I was able to download and install the Malwarebytes program, but when I tried to run it, it gave me the same infected file error that Skype, Task Manager, and java.exe had given me.

Any other suggestions?

[smack323]

have you tried to boot into safe mode and run the program? I had a similar problem with a friends machine. I ended up taking out the hard drive and connecting to another computer to run a virus scan on it... I am not sure if this is an option for you.

[soccermiles77]

I might be able to disconnect the hard drive and connect it to another computer, but I will try running Windows in safe mode without the networking option and try to run the program in a little while, and will post an update a little later.

[Major_A]

This malware has a specific name, can't remember it though. Basically it blocks all executable files from running, i.e. your software. Download and run Combofix if you can.
http://www.majorgeeks.com/Combofix_d6402.html
If you get things semi running be sure to check out the anti-spyware thread.
http://forums.legitreviews.com/about977.html

Open up msconfig and give us a list of what is in the Startup tab if you can.
Click Start-Run-type msconfig and press Enter. If this program is starting up then you might be able to disable it and run the programs to get rid of it.

[soccermiles77]

Major_A - I'm going to try your suggestion first, seems like that could work. I'll get back to you here in about 45 minutes after I see if I can access the startup in the run window

[soccermiles77]

Major_A:

I was able to start my computer in safe mode and use the start-run-msconfig function and found these following items in my STARTUP tab:

NVMixerTray
gnotify
qlu
NvCpl
nwiz
MSASCui
PDVDServ
Language
KHALMNPR
xInsIDE
xRaidSetup
KHALMNPR (again)
svehost
RTHDCPL
ALCMTR
NvMcTray
PWRISOVM
iTunesHelper
QTTask
qxpysftav
mssysmgr
TeaTimer
steam
ctfmon
GoogleToolbarNotifier
LocationFinder
msmsgs
nTuneCmd
btdna
uTorrent
Core
Skype
ICQ
aim
DTLite
qxpysftav

That's it. I'm currently running the scan of my computer in safe mode with my Spybot Search & Destroy, and I'm hoping this fixes the problem. Let me know if you see anything on that list of thigns in my STARTUP file that raise any alarms. Thanks for all your help.

[Major_A]

There are a few in there that look suspect, primarily this one.
svehost
Since you can scan in Safe Mode download and run Kaspersky's Virus Removal Tool.
http://devbuilds.kaspersky-labs.com/devbuilds/AVPTool/

[smack323]

dont forget about combofix major pointed out.. its been a lifesaver getting machines stable for me.

[soccermiles77]

Okay thank you both for your help, I will try all of this out later tonight abd keep you posted.

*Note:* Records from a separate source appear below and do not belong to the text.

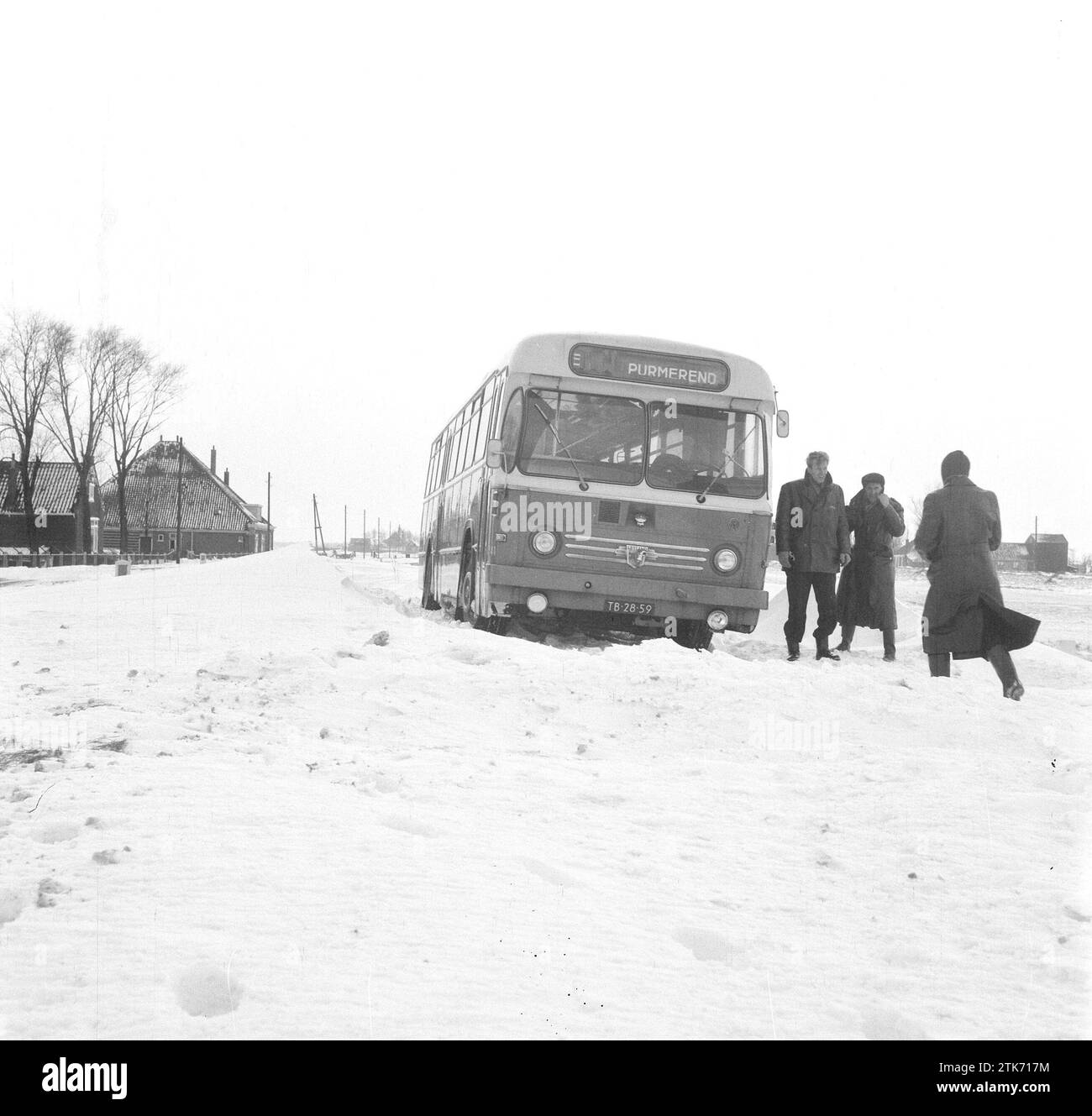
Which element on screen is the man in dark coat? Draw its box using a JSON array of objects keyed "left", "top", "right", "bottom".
[
  {"left": 776, "top": 450, "right": 850, "bottom": 663},
  {"left": 913, "top": 450, "right": 1038, "bottom": 701},
  {"left": 837, "top": 473, "right": 906, "bottom": 663}
]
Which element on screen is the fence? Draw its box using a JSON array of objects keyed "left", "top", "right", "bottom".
[{"left": 0, "top": 553, "right": 247, "bottom": 569}]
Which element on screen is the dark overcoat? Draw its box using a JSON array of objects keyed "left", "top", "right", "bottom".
[
  {"left": 913, "top": 476, "right": 1038, "bottom": 658},
  {"left": 776, "top": 473, "right": 850, "bottom": 574},
  {"left": 837, "top": 489, "right": 906, "bottom": 631}
]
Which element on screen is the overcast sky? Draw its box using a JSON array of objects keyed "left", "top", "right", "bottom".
[{"left": 0, "top": 0, "right": 1092, "bottom": 555}]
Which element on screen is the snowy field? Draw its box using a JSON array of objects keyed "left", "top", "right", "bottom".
[{"left": 0, "top": 547, "right": 1092, "bottom": 1039}]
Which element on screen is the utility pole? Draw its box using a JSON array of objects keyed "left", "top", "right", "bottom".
[{"left": 174, "top": 434, "right": 182, "bottom": 566}]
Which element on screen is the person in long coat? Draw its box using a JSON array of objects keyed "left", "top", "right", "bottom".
[
  {"left": 913, "top": 450, "right": 1038, "bottom": 701},
  {"left": 774, "top": 450, "right": 850, "bottom": 663},
  {"left": 835, "top": 473, "right": 906, "bottom": 663}
]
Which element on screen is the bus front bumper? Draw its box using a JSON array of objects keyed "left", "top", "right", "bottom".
[{"left": 485, "top": 563, "right": 769, "bottom": 625}]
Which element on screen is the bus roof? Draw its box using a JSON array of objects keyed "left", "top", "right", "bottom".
[{"left": 505, "top": 333, "right": 774, "bottom": 400}]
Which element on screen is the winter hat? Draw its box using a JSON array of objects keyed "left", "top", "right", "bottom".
[{"left": 940, "top": 450, "right": 970, "bottom": 485}]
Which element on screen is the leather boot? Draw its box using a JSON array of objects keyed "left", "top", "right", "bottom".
[{"left": 986, "top": 643, "right": 1024, "bottom": 701}]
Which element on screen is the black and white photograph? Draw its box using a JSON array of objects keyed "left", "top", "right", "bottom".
[{"left": 0, "top": 0, "right": 1092, "bottom": 1062}]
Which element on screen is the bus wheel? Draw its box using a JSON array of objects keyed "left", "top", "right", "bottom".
[
  {"left": 672, "top": 621, "right": 712, "bottom": 651},
  {"left": 421, "top": 547, "right": 440, "bottom": 611},
  {"left": 455, "top": 566, "right": 489, "bottom": 628}
]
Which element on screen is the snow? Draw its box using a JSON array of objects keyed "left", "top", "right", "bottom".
[{"left": 0, "top": 547, "right": 1092, "bottom": 1039}]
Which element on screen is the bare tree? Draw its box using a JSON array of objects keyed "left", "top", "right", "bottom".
[
  {"left": 45, "top": 327, "right": 122, "bottom": 552},
  {"left": 0, "top": 313, "right": 60, "bottom": 553},
  {"left": 108, "top": 337, "right": 182, "bottom": 553},
  {"left": 906, "top": 479, "right": 943, "bottom": 542}
]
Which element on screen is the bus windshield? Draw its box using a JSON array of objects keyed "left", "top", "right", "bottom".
[
  {"left": 647, "top": 403, "right": 766, "bottom": 498},
  {"left": 519, "top": 390, "right": 644, "bottom": 485}
]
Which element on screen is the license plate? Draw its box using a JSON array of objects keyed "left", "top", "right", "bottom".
[{"left": 603, "top": 597, "right": 652, "bottom": 616}]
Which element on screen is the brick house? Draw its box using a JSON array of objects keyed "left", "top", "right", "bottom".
[
  {"left": 1024, "top": 535, "right": 1069, "bottom": 574},
  {"left": 994, "top": 542, "right": 1034, "bottom": 573},
  {"left": 0, "top": 458, "right": 102, "bottom": 553},
  {"left": 102, "top": 437, "right": 272, "bottom": 555}
]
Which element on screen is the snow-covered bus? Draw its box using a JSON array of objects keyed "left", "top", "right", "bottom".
[{"left": 421, "top": 333, "right": 788, "bottom": 648}]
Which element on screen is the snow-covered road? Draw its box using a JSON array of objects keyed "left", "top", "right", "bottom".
[{"left": 0, "top": 547, "right": 1092, "bottom": 1039}]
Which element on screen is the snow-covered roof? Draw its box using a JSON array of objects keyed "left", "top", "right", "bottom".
[
  {"left": 102, "top": 440, "right": 265, "bottom": 532},
  {"left": 0, "top": 458, "right": 79, "bottom": 516}
]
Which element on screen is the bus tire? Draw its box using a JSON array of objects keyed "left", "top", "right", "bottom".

Also, I noticed this morning that even after running a scan of my computer in safe mode with spybot and clicking fix this problem, when I restarted my machine in normal Windows mode, the virus program appeared again. Would it help if I were to uncheck the box next to the "svehost" in the startup tab of my msconfig while in safe mode and trying to run windows normally?

[Major_A]

Not yet. If you uncheck it then the AV program may not pick it up. Better to leave it enabled while running the scans in Safe Mode.

[soccermiles77]

major_a,

I ran the Kaspersky's program, and it would freeze up at a certain point until one time when i got throuh it to where it said it was deleting files and now i try to start my computer up and right after the screen asking me hwether to put my comp on safe mode or not goes away, it BSOD's on me and restarts itself automatically.

What happened?!?!?

[KnightRid]

use malwarebytes and not spybot - I use spybot sometimes but malwarebytes find a lot more.

Start in safe mode without networking and run malwarebytes.

Mike

[Major_A]

So is it starting at all in Safe Mode?

[soccermiles77]

It wasn't last night. Not in any of the safe modes (networking, etc). I'll try it here in a few minutes

[Major_A]

You might have to do a repair install of you OS now. It sounds like the virus attacked some OS files and when it cleaned them it screwed up your OS install.

[soccermiles77]

would repair install reformat my hard drive?

[Major_A]

Nope, it's supposed to just repair the broken OS files.